Settlement Means “Happy Birthday” Song Will Finally Enter Public Domain

The next time you decide to perform a rousing rendition of “Happy Birthday To You” on TV, or in a movie or on your debut album, you won’t have to worry about paying anyone for the right to do so: after two years of legal wrangling over who owns the copyright to the classic tune, the parties involved have agreed to settle their differences.

Earlier this year, some filmmakers behind Happy Birthday, a documentary about the song’s history, sued the song’s publisher, Warner Music, to get back the $1,500 they were required to pay for its use in the film, claiming the company never had the rights to the lyrics in the first place (for more on the long, winding history of “Happy Birthday,” click here).

A federal judge then ruled in September [PDF] that Warner Music didn’t have a valid copyright claim to “Happy Birthday,” which brings in an estimated $2 million a year in royalties.

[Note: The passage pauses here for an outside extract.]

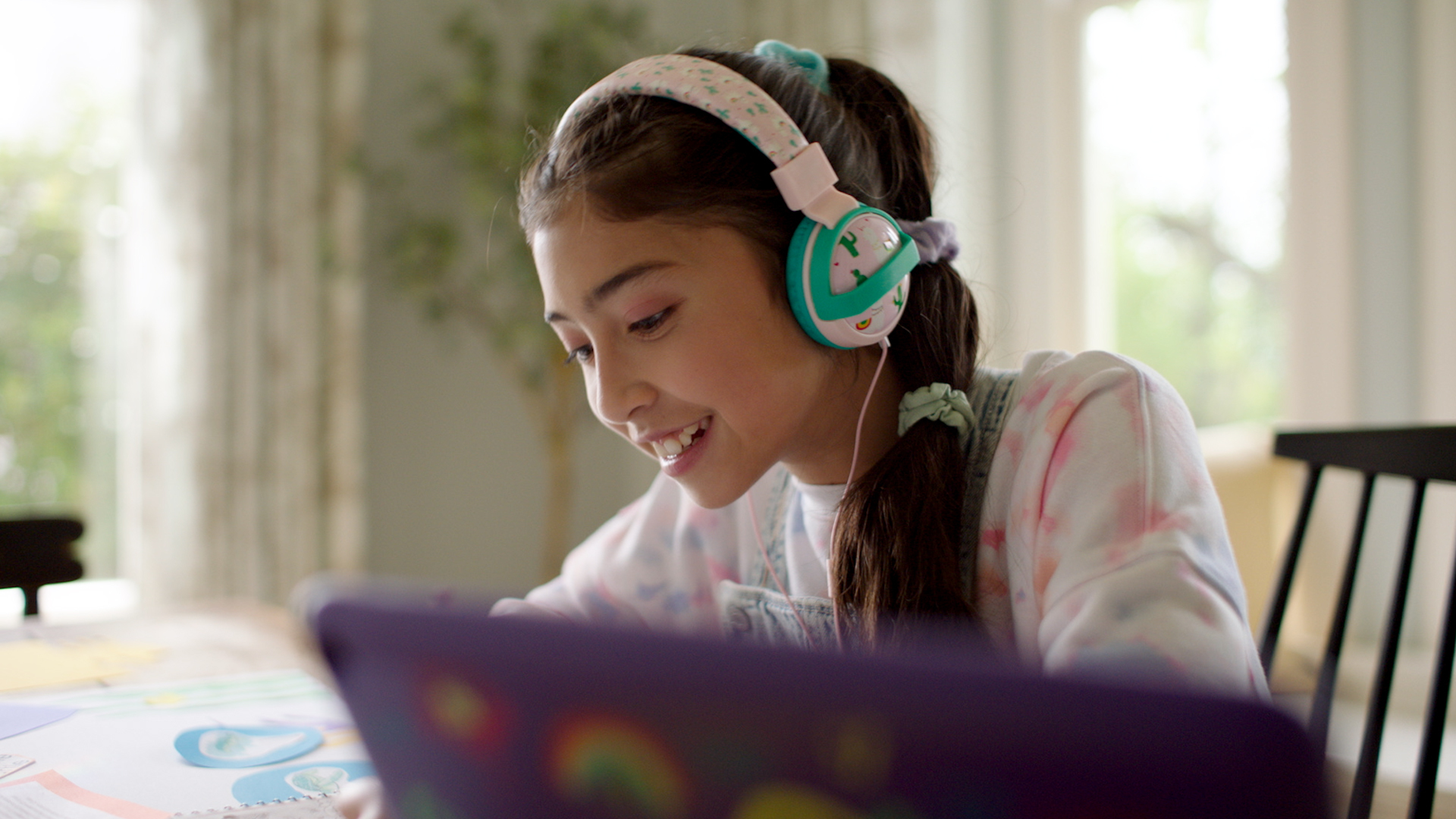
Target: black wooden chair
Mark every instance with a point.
(36, 551)
(1423, 453)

But the future of the song was up for grabs, as well as Warner’s liability as a result, with a trial scheduled to start next week to determine what would happen next.

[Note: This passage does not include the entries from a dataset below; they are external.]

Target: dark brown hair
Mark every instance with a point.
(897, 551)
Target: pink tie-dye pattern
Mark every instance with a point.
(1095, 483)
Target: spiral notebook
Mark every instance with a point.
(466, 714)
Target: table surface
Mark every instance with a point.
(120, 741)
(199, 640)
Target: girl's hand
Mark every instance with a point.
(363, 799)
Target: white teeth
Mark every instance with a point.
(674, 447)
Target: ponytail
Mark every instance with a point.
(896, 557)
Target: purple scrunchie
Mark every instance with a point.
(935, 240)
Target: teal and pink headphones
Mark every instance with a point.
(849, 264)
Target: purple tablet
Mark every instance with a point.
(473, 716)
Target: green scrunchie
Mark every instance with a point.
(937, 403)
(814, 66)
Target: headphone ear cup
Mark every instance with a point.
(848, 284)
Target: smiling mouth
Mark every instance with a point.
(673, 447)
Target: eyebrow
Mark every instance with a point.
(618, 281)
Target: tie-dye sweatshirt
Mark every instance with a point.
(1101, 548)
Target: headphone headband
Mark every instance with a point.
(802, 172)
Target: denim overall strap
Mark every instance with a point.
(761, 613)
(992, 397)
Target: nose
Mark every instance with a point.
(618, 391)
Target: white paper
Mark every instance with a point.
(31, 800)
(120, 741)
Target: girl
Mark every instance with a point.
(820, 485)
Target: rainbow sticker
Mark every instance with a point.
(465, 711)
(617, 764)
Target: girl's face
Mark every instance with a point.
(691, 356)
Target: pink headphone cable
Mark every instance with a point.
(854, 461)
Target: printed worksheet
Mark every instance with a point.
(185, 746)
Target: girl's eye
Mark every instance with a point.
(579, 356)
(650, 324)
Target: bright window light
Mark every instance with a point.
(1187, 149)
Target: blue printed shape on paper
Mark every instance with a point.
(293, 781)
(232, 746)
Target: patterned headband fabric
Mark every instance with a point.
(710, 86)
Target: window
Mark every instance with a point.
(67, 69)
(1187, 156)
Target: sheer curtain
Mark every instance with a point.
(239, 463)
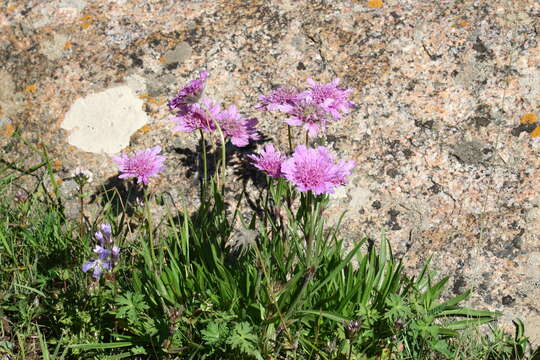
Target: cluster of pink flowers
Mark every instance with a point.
(106, 253)
(195, 112)
(312, 108)
(142, 165)
(308, 169)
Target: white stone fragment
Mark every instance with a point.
(104, 122)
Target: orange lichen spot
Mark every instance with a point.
(463, 24)
(536, 132)
(9, 130)
(86, 21)
(31, 88)
(528, 118)
(57, 165)
(375, 4)
(144, 129)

The parties in the case said in a filing this week in United States District Court in Los Angeles that they’d agreed to a settlement, which, if approved, will put the case to bed, and allow the song to formally enter the public domain. That means anyone can perform it or use it in a commercial venture — and of course, it’s still legal to sing it to your friends and family upon the occasion of their birth, as it always has been.

“While we respectfully disagreed with the court’s decision, we are pleased to have now resolved this matter,” Warner said in a statement, while an attorney for the artists said they were pleased with the settlement but declined to provide further details, Reuters reports.